On the Role of Encoder Depth: Pruning Whisper and LoRA Fine-Tuning in SLAM-ASR
Proceedings of Speech Language Models in Low-Resource Settings: Performance, Evaluation, and Bias Analysis (SPEAKABLE) @ LREC 2026
Abstract
Automatic speech recognition (ASR) has advanced rapidly in recent years, driven by large-scale pretrained models and end-to-end architectures such as SLAM-ASR. A key component of SLAM-ASR systems is the Whisper speech encoder, which provides robust acoustic representations. While model pruning has been explored for the full Whisper encoder–decoder architecture, its impact within the SLAM-ASR setting remains under-investigated.

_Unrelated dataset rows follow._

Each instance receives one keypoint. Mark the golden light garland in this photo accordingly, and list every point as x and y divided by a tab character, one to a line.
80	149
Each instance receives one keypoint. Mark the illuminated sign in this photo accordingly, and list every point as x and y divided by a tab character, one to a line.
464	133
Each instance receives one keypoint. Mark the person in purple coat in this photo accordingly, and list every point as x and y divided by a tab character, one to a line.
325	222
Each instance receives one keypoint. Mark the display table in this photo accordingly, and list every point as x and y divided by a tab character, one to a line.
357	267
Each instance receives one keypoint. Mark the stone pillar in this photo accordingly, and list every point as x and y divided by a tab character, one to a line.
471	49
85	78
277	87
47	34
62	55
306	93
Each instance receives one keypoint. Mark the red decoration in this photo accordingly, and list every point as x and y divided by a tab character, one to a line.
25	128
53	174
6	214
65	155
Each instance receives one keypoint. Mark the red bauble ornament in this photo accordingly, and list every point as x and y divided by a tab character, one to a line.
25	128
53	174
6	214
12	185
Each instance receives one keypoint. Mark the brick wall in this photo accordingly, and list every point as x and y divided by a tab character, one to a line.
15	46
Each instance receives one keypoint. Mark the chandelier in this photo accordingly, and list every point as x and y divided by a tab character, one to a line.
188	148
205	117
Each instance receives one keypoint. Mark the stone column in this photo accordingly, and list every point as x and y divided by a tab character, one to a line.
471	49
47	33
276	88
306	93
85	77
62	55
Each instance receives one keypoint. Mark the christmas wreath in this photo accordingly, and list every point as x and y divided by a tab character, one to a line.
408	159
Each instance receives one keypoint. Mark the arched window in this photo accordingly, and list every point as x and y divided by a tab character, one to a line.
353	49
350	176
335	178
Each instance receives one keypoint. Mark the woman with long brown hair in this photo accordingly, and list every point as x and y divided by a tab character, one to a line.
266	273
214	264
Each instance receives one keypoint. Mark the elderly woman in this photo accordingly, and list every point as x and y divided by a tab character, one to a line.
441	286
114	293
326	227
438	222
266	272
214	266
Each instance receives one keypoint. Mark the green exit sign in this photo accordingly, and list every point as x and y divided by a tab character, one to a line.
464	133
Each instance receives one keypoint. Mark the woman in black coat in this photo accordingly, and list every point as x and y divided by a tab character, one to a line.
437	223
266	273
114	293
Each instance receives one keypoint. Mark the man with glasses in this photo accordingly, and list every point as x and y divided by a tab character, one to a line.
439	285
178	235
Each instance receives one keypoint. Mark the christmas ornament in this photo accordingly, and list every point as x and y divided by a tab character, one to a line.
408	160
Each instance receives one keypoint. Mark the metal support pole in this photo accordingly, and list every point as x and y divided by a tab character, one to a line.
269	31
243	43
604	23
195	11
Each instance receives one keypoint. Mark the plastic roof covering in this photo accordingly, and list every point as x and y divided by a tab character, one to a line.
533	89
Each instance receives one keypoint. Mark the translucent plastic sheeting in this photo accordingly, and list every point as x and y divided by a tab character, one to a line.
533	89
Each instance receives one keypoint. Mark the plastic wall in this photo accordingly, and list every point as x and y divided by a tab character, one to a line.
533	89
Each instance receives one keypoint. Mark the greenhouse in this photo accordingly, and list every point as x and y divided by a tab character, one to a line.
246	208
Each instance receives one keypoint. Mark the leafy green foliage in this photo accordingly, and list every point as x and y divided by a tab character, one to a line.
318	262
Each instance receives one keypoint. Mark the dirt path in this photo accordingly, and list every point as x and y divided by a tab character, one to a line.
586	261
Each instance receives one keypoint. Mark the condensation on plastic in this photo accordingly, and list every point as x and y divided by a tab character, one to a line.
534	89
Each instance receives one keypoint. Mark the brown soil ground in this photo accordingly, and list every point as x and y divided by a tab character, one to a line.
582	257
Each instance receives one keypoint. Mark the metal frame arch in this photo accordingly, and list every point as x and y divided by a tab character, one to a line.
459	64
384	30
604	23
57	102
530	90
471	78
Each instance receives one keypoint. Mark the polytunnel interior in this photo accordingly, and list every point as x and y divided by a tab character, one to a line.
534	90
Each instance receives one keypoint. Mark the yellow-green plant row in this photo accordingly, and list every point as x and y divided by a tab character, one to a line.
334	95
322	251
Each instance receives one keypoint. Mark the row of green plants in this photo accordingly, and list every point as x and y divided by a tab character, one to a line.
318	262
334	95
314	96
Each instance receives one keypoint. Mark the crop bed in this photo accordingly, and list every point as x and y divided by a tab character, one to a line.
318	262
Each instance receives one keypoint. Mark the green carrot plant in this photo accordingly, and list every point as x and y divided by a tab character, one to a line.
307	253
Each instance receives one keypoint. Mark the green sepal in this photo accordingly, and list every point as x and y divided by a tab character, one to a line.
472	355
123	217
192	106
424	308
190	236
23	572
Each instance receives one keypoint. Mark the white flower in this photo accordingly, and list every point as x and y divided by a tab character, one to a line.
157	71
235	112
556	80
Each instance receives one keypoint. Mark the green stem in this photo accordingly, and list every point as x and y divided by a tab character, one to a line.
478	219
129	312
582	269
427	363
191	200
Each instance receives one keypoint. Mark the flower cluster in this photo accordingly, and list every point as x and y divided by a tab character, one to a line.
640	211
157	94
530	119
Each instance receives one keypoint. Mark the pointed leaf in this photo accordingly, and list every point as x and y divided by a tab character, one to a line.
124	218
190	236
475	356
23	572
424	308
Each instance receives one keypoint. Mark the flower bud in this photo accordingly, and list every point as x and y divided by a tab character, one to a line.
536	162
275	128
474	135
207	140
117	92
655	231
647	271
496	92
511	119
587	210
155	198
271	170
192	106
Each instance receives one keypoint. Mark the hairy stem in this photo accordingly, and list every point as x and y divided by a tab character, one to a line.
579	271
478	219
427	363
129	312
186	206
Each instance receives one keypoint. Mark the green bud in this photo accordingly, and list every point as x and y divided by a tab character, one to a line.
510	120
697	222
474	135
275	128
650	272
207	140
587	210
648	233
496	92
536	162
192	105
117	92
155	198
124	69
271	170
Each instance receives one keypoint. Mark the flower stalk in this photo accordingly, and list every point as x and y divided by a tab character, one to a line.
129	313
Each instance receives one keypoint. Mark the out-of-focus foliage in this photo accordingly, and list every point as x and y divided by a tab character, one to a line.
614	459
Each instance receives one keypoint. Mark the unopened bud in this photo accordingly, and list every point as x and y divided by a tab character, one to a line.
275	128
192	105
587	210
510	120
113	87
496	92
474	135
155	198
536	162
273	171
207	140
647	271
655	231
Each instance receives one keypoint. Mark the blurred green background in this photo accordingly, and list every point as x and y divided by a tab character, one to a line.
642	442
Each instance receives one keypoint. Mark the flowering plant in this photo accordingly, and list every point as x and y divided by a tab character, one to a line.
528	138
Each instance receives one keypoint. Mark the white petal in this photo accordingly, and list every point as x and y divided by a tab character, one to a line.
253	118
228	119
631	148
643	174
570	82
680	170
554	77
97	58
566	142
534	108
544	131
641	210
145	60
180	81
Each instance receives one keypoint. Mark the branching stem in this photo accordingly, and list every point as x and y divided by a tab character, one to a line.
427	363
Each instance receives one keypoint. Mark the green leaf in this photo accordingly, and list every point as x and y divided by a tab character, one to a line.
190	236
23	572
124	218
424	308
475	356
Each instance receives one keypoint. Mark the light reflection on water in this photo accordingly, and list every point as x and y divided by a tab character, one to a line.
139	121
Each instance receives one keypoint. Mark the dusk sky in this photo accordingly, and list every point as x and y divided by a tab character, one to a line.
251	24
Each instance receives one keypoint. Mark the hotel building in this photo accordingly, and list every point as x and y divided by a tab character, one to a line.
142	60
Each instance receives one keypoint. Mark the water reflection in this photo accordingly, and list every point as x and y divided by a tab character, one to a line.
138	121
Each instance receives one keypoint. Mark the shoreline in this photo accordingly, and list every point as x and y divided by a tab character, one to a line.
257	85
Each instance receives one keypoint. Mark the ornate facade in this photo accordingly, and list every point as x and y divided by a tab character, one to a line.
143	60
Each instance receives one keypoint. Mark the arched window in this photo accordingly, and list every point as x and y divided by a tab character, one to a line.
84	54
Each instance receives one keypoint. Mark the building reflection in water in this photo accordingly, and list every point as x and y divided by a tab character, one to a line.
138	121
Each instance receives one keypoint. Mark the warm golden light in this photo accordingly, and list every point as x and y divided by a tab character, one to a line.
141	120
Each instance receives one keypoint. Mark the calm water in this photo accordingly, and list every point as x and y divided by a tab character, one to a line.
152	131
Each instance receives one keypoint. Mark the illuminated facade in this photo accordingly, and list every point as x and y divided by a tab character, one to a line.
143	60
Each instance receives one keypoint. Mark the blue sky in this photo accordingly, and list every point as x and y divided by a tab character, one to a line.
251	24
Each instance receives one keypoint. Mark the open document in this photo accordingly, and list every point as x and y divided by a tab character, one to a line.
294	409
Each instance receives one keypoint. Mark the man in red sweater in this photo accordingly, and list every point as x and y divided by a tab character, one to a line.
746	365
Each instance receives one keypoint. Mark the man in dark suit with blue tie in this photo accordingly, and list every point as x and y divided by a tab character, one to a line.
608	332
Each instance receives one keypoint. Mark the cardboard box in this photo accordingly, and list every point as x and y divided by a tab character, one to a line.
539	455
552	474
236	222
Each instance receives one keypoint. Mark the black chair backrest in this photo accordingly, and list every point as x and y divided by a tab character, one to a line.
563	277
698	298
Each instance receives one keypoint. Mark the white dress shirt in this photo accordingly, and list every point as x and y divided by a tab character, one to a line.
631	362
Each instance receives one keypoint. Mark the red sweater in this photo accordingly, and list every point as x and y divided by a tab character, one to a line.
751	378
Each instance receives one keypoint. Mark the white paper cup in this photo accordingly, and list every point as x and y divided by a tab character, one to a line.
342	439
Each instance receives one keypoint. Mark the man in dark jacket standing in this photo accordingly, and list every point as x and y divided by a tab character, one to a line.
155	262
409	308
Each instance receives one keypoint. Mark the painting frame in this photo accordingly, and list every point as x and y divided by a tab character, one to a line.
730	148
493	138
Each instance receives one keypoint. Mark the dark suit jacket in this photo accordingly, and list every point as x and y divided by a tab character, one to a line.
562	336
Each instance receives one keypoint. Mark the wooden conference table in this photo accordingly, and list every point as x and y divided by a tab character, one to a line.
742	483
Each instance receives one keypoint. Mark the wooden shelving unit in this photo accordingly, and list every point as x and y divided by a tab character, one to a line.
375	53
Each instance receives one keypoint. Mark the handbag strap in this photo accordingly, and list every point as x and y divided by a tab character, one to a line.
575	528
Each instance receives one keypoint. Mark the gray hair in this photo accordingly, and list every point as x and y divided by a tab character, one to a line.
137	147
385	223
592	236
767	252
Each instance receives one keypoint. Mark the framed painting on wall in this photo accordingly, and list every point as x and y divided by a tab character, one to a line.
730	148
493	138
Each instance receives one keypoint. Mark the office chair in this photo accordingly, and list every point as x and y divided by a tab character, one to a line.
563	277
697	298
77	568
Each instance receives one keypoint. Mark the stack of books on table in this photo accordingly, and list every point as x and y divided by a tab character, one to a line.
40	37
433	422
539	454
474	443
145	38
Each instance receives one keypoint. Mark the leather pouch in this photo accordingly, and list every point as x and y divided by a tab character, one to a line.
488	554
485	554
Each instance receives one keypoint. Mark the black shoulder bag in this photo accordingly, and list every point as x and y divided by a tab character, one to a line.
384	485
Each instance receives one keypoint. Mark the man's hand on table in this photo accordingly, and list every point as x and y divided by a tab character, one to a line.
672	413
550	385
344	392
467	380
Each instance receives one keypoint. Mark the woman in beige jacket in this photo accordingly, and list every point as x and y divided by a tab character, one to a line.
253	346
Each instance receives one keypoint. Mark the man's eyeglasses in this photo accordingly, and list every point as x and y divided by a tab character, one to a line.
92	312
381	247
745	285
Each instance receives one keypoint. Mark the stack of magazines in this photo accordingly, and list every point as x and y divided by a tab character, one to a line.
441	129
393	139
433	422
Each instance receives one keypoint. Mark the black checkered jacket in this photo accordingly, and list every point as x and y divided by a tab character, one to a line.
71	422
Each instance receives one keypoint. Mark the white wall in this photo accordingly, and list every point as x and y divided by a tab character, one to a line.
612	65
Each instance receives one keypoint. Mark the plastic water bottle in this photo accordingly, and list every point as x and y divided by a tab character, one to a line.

In this work, we analyze the effects of layer pruning in the Whisper encoder when used as the acoustic backbone of SLAM-ASR. We further examine the extent to which LoRA-based fine-tuning can recover performance degradation caused by pruning. Experiments conducted across three Whisper variants (Small, Medium, Large-v2), three languages representing distinct resource levels (Danish, Dutch, English), and over 200 training runs demonstrate that pruning two encoder layers causes only 2–4% WER degradation, and that combining this pruning with LoRA adaptation consistently outperforms the unpruned baseline while reducing total parameters by 7–14%. Moreover, our error analysis reveals that LoRA primarily compensates through the language model’s linguistic priors, reducing total word errors by 18.2%, with substitution errors showing the largest reduction. However, for low-resource Danish, LoRA introduces increased insertion errors, indicating that compensation effectiveness depends on the LLM’s pre-existing language proficiency and available training data.